In all honesty, I have always hesitated when people ask me if I am a cyclist.
“Um, well… I ride a lot,” has tended to be the response.
But hold on: I ride every single day.
Sure, it’s not a 50-mile training ride in the wee hours before breakfast (I run during that time) or a cyclocross race on weekends, but in all actuality, there is rarely a day that goes by that I don’t jump on two wheels. And yet, somehow I don’t feel that I fit into the “cyclist” definition. Why? Because I don’t wear spandex at least three times a week? If you ride a bike you’re a cyclist. End of story.
When it comes to food, something similar happens.
I shudder when someone says something along the lines of, “so, you’re a foodie?”
Well, yes I like food. I like good food. But you’ll find me hunkered over a bowl of quickly thrown together whole grains and some leafy green just as easily as you will at a new restaurant serving cardamom-infused cocktails. To my friends, I am food-obsessed, and yet on the opposite end, I am neither a chef nor a nutritionist; my love of food is simply a personal amalgamation of experiences and plenty of trial and error in the kitchen.
Foodie? Maybe. I do have a website with the word “foodie” in it after all. Just a normal person that happens to enjoy the entire of process of food no matter what it is? Yes.
Why is it that we are so obsessed with definitions? We are either this, or that. We have either started on the path towards something, or we’re at the destination; we leave no room for the journey.
This is something that I think about a lot especially as it relates to food. Food isn’t just food. It has to be something. It has to be Healthy Food, or Clean Food, or Low Fat, or High Protein. We have to create diets that get us off of eating processed foods, simply because processed foods are so common that we couldn’t imagine being without them.
Unfortunately, nowadays, eating well isn’t just something that is part of your daily routine; it’s something specific that you do.
But here’s the thing: it doesn’t have to be that way. Because part of eating well is enjoying the process.
You don’t have to be a vegetarian to eat a few more meals a week without meat, and you don’t have to be a vegan to enjoy a killer bowl of guacamole. Food, just like cycling, is about a holistic approach, making the good stuff not just something you do once in awhile, but a part of your every day, and not being intimidated by the definitions that come with it.

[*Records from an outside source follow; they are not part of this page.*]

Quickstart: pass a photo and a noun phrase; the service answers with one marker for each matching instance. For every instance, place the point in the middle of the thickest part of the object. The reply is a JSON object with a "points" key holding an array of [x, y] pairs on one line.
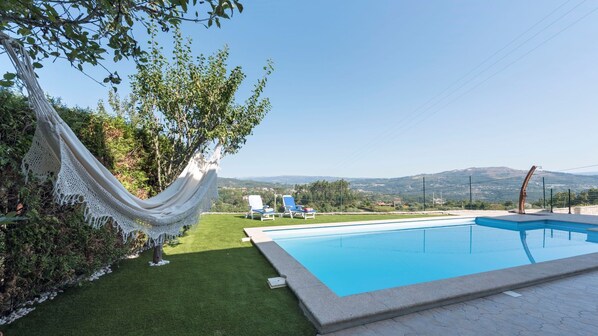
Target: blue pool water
{"points": [[364, 258]]}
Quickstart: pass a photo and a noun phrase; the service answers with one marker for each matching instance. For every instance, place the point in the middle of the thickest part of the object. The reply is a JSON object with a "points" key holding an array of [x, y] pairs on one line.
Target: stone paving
{"points": [[564, 307]]}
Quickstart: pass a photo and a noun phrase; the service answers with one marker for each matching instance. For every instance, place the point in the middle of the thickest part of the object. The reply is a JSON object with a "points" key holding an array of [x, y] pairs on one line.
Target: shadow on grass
{"points": [[218, 292]]}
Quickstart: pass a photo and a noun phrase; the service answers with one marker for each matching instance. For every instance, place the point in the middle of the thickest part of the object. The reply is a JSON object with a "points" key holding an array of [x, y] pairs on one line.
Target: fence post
{"points": [[424, 181], [470, 195], [543, 193], [569, 201]]}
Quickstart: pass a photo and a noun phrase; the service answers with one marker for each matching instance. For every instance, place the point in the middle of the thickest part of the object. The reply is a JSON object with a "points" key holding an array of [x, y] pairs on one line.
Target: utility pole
{"points": [[470, 195], [424, 179], [543, 193]]}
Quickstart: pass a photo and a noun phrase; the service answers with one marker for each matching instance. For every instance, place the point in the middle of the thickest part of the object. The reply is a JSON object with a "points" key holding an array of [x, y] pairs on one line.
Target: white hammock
{"points": [[78, 177]]}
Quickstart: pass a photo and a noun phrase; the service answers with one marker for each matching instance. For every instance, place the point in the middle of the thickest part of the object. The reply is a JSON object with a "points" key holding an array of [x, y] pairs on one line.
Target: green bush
{"points": [[54, 246]]}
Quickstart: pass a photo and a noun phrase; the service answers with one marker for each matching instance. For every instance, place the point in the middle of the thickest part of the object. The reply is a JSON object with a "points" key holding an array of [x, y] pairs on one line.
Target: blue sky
{"points": [[393, 88]]}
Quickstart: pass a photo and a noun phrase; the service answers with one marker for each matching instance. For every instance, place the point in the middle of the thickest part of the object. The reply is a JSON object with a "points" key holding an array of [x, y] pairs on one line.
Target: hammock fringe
{"points": [[79, 178]]}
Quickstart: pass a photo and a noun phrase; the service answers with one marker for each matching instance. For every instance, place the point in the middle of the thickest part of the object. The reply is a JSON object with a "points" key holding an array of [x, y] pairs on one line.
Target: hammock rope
{"points": [[79, 178]]}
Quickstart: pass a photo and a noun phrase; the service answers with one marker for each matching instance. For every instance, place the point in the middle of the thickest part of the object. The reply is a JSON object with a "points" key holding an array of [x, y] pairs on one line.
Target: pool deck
{"points": [[562, 307], [330, 313]]}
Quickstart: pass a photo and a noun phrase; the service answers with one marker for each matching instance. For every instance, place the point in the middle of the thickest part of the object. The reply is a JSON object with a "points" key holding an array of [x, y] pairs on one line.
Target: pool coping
{"points": [[329, 312]]}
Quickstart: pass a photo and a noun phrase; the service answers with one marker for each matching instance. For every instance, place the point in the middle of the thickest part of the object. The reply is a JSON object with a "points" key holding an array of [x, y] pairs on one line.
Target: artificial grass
{"points": [[214, 285]]}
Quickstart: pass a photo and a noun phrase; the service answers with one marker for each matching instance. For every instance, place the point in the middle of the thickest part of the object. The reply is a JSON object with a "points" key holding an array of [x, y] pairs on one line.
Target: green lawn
{"points": [[214, 285]]}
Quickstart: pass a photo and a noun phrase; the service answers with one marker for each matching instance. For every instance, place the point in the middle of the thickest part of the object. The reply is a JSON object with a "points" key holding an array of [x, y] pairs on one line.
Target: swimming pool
{"points": [[329, 311], [363, 258]]}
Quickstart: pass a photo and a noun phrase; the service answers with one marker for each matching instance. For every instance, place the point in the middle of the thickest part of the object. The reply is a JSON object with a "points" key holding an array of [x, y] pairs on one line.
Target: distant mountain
{"points": [[238, 183], [292, 179], [489, 183]]}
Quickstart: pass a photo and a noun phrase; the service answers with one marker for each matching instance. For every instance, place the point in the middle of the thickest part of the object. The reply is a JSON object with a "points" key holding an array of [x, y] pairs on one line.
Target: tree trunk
{"points": [[157, 254]]}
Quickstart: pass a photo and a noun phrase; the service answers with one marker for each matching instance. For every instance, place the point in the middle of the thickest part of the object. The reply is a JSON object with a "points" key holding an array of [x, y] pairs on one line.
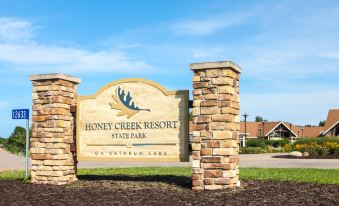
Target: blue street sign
{"points": [[20, 114]]}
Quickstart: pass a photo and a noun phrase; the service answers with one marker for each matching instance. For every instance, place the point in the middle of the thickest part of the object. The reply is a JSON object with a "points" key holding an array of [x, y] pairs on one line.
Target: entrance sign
{"points": [[23, 114], [133, 120]]}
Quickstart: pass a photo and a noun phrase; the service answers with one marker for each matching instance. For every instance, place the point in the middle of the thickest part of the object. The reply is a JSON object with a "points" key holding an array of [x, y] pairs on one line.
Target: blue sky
{"points": [[288, 50]]}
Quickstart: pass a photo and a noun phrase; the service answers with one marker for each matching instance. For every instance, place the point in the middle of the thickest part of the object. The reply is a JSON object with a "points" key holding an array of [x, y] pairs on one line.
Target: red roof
{"points": [[332, 119]]}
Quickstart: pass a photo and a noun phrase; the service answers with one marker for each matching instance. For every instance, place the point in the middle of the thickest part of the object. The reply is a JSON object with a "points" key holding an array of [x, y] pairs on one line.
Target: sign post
{"points": [[23, 114]]}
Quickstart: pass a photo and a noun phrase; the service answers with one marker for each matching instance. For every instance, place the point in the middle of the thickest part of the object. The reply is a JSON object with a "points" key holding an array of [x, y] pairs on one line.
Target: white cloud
{"points": [[207, 26], [48, 58], [12, 29], [33, 56]]}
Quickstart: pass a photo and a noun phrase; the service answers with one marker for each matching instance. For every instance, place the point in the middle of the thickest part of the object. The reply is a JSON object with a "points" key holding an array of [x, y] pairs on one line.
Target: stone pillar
{"points": [[53, 125], [216, 125]]}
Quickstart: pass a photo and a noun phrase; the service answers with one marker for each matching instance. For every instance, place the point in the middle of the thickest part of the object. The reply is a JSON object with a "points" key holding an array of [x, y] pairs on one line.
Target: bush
{"points": [[16, 142], [322, 146]]}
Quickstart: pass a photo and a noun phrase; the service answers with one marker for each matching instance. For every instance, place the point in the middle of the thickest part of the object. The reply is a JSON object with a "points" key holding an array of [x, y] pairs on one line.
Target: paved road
{"points": [[10, 162]]}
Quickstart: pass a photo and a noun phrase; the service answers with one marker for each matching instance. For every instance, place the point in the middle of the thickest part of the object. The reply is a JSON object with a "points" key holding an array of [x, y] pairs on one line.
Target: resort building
{"points": [[280, 130]]}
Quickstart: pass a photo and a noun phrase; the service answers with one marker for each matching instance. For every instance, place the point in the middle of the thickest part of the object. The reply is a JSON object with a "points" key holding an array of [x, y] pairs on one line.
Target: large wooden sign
{"points": [[133, 120]]}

Shop at the farmers market not because you’re a self-proclaimed “locavore” but because you like talking to the farmer and knowing where your vegetables came from.

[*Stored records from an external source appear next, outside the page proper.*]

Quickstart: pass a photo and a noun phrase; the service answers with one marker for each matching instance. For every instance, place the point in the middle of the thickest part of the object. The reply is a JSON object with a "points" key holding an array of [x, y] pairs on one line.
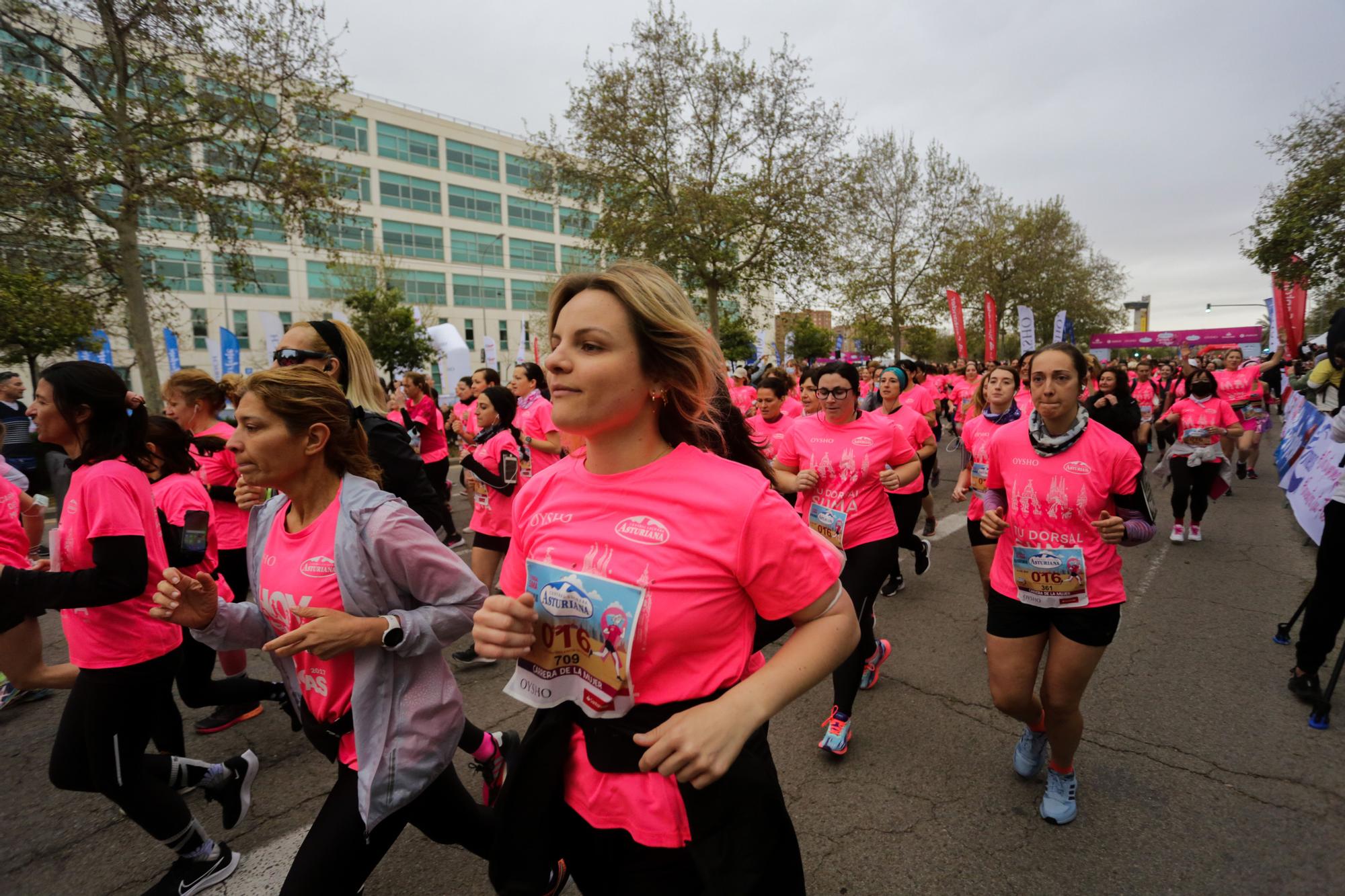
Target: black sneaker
{"points": [[469, 658], [190, 876], [923, 557], [1307, 688], [235, 795]]}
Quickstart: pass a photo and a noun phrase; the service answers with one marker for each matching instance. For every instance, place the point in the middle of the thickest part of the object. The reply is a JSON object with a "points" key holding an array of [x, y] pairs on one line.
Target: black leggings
{"points": [[1191, 483], [336, 857], [1327, 600], [866, 568], [102, 741]]}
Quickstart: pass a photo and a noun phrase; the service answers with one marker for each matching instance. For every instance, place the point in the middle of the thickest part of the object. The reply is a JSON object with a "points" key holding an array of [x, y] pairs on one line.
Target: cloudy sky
{"points": [[1145, 116]]}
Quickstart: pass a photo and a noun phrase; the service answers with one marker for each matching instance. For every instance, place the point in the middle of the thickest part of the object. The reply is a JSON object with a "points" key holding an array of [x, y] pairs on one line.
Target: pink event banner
{"points": [[1174, 338]]}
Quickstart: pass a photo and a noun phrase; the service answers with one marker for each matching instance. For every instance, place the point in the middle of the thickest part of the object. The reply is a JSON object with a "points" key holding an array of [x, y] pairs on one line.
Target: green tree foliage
{"points": [[903, 214], [716, 167], [130, 122]]}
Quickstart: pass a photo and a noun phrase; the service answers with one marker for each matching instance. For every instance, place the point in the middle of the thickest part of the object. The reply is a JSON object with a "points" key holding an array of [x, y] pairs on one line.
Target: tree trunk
{"points": [[138, 317]]}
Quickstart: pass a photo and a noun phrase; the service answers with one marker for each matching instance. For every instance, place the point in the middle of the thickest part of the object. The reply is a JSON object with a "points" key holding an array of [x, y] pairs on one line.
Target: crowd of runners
{"points": [[626, 481]]}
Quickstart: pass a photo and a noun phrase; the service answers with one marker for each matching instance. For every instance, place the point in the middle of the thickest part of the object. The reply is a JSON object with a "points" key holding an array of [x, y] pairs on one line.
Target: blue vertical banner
{"points": [[229, 350], [171, 350]]}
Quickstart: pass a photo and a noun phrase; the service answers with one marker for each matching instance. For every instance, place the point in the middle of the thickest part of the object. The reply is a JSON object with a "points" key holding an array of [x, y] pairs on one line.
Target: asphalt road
{"points": [[1198, 774]]}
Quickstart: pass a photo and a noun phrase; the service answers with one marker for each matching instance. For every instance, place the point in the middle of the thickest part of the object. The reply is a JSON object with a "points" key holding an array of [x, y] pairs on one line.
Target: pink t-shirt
{"points": [[915, 430], [708, 538], [14, 540], [1195, 415], [493, 512], [1054, 501], [176, 495], [221, 469], [299, 569], [114, 498], [770, 434], [848, 460], [431, 419], [537, 423]]}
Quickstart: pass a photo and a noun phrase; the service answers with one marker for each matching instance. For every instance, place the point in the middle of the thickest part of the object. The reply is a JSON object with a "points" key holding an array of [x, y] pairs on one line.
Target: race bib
{"points": [[586, 627], [828, 521], [1051, 576]]}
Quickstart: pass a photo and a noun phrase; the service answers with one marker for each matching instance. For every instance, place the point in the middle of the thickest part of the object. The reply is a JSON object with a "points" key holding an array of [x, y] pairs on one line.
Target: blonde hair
{"points": [[362, 384], [303, 396]]}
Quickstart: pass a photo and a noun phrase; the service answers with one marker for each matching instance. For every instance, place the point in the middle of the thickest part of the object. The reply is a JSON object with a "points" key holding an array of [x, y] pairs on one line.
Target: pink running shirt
{"points": [[114, 498], [707, 538], [848, 460], [299, 569], [1052, 501]]}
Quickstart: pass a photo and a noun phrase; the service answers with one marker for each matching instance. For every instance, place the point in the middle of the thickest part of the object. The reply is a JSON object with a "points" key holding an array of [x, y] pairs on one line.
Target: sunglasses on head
{"points": [[291, 357]]}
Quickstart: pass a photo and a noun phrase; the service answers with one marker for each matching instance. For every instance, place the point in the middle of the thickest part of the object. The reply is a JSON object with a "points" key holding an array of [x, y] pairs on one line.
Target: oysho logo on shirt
{"points": [[318, 567], [644, 530]]}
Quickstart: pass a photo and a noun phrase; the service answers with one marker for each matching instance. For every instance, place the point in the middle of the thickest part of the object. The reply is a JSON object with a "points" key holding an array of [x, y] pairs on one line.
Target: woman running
{"points": [[675, 790], [1203, 420], [1239, 385], [541, 438], [194, 400], [906, 501], [996, 395], [839, 463], [356, 602], [111, 556], [1061, 495]]}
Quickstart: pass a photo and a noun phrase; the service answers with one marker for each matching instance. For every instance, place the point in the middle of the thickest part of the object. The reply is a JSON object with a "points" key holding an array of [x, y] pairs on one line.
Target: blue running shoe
{"points": [[837, 739], [1058, 805], [1030, 756], [871, 666]]}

Make a cream sauce out of cashews and kale not because you’re “off dairy” for ten days, but because it makes you feel better.

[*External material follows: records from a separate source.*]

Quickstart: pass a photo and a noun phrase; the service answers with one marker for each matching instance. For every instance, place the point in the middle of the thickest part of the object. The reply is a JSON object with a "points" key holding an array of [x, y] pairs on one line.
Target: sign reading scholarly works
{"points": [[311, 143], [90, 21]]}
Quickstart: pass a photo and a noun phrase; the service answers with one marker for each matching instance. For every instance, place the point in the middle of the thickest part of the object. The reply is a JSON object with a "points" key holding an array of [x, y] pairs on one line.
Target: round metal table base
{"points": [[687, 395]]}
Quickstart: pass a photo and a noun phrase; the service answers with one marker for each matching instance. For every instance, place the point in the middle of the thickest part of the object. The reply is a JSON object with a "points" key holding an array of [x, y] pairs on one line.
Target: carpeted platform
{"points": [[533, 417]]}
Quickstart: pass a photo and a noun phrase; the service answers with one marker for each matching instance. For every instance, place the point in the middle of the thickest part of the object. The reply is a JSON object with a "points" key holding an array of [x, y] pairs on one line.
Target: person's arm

Enjoy the feeling of sticking your hands into that pumpkin pulp and separating out the seeds, not just buying a can of pumpkin puree because it seems seasonal.
As Voltaire once said, “Nothing would be more tiresome than eating and drinking if God had not made them a pleasure as well as a necessity.”
Because if we don’t have a healthy relationship to what we eat, how can we expect to live a healthy lifestyle? Eat well, eat balanced, and get out for a ride whenever you can. Find the simple joys and embrace them. You’ll find yourself feeling better immediately.
Amen Sister! Thank you for your sane perspective on both being a “rider” or “Cyclist” or “biker” or whatever you choose to name yourself to others as well as a sane and much needed perspective on eating.to live with all the ramifications of the word.